Running my code on Jade was easy. To turn my code in to a parallel and distributable problem I wrapped the
play action (the action of taking a neural net player and playing it against the minimax player a hundred times or so to get a score) with the
dask.delayed decorator. Job done!
Next I ramp up the number of workers up and order of magnitude and hit ctrl+enter to spew my problem over the cluster. Results started streaming in many times faster than running locally and by the time I decided to stop for lunch it had plateaued off around a score of 40 and I could see that this implementation had reached it’s limit.
Average: 15.440677966101696. Ave top 5: 35.0, top: 38.0 Average: 16.06679960119641. Ave top 5: 37.4, top: 40.0 Average: 15.586241276171485. Ave top 5: 36.6, top: 40.0 Average: 15.652043868394816. Ave top 5: 36.0, top: 39.0 Average: 16.149551345962113. Ave top 5: 35.6, top: 40.0 Average: 15.48554336989033. Ave top 5: 36.0, top: 39.0 Average: 16.03988035892323. Ave top 5: 38.0, top: 39.0
CPU cycles might be constant but time isn’t
The moral of this story isn’t how to create a fantastic Connect 4 robot, it’s not, my neural net connect 4 bot is rubbish, it really is. What was exciting though is that I found this out in a morning rather than in a week. By parallelising my problem and running on a cluster I found out the limits and flaws in my methodology quickly.

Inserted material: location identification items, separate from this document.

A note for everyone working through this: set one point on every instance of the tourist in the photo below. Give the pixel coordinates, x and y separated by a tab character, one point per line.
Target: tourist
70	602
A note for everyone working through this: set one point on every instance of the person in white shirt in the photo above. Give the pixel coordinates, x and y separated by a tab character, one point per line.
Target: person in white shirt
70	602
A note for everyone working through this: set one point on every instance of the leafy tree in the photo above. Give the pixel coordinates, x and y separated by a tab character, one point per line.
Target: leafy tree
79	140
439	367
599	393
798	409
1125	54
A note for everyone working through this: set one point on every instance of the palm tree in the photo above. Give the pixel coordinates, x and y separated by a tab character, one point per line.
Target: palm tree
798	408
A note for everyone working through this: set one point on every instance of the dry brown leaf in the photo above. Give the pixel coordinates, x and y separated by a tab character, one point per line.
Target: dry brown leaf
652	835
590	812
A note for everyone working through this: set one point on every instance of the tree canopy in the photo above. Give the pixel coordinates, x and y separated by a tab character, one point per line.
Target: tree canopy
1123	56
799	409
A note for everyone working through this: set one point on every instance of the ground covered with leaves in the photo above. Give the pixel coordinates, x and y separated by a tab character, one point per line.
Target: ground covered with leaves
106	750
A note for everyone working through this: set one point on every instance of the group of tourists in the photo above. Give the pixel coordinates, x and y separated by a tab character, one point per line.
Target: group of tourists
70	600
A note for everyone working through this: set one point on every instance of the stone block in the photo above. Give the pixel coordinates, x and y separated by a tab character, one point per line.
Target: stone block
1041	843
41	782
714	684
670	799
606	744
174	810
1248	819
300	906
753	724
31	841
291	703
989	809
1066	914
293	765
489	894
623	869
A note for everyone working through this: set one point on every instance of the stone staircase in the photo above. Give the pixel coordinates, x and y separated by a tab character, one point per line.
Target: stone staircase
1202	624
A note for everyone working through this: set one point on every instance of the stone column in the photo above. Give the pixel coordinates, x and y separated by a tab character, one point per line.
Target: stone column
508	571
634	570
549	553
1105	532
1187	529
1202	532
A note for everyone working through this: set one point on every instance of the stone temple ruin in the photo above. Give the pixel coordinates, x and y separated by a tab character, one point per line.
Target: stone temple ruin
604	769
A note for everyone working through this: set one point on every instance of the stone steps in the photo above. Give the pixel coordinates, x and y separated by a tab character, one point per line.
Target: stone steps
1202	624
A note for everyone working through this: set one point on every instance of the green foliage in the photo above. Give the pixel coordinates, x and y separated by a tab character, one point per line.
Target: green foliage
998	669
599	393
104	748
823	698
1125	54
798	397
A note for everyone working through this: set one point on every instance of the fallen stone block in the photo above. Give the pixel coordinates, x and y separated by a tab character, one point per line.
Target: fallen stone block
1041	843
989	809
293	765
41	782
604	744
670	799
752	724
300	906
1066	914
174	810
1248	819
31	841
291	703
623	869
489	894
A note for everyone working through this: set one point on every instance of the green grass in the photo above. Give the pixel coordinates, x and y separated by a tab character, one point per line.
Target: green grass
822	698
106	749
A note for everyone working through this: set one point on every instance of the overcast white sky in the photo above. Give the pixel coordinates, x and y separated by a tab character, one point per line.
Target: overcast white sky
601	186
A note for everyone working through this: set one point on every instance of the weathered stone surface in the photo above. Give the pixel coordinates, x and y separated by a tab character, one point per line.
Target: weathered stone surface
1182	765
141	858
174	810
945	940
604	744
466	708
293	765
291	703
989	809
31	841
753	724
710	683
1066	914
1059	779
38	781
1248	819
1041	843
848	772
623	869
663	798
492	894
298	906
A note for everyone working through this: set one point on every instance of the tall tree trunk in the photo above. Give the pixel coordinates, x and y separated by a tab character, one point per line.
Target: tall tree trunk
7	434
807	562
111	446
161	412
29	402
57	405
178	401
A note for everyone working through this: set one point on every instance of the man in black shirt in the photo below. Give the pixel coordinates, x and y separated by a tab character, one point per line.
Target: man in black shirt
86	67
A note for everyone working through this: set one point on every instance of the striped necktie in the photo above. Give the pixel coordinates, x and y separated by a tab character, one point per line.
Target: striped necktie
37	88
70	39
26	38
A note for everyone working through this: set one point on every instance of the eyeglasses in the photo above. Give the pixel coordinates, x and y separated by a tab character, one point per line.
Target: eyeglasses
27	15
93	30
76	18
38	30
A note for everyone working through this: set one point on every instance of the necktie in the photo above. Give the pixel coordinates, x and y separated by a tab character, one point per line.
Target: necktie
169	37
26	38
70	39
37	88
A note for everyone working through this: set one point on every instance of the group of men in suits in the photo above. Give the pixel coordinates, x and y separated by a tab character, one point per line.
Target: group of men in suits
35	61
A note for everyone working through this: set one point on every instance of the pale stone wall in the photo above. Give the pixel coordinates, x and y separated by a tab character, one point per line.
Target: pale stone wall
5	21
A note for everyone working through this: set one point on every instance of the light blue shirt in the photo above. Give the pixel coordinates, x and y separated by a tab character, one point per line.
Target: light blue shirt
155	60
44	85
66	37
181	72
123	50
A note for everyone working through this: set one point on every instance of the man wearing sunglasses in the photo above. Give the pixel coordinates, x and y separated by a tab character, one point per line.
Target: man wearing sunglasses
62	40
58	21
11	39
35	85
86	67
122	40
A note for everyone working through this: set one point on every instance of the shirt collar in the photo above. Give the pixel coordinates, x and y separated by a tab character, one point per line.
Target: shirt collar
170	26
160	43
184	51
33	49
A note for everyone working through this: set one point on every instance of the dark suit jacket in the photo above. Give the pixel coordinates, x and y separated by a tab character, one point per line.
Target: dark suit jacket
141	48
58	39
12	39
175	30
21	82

In many problems the amount of CPU cycles you need to spend on it is fixed, it was going to take millions of Connect 4 games for me to learn and understand about the thing I built. However, when one thing is fixed we look to the things that aren’t in this case time.
Cloud computing and the array of wonderful parallelising tools means that even if we are CPU cycle fixed we needn’t be time fixed, we can use scale like a time machine allowing us to pull the answer from the distant future into the present.
This idea of using scale to speed up your problem solving raises interesting questions about cost. At first glance it could be worrying, I burnt through a weeks worth of computing in a few hours, what if I keep doing that? 🤑. On the other hand a fixed CPU task is a fixed price task. If we are talking EC2 instances, ten for one hour is the same price as one for ten hours. Same price, quicker answer, what’s not to like? What about my time? In theory I could work on other things whilst my long running jobs are going but in practice multi tasking is a euphemism for doing multiple things badly. I’m convinced that my productivity is boosted if I can concentrate on one thing at a time and getting my answers fast allows me to do just that.
I think the days of having a one size fits all computing approach for problem solving are rapidly becoming the past, the future is elastic. We might need to be aware of the costs and the risks but as they say “with great power comes great responsibility” and lets not forget also great fun.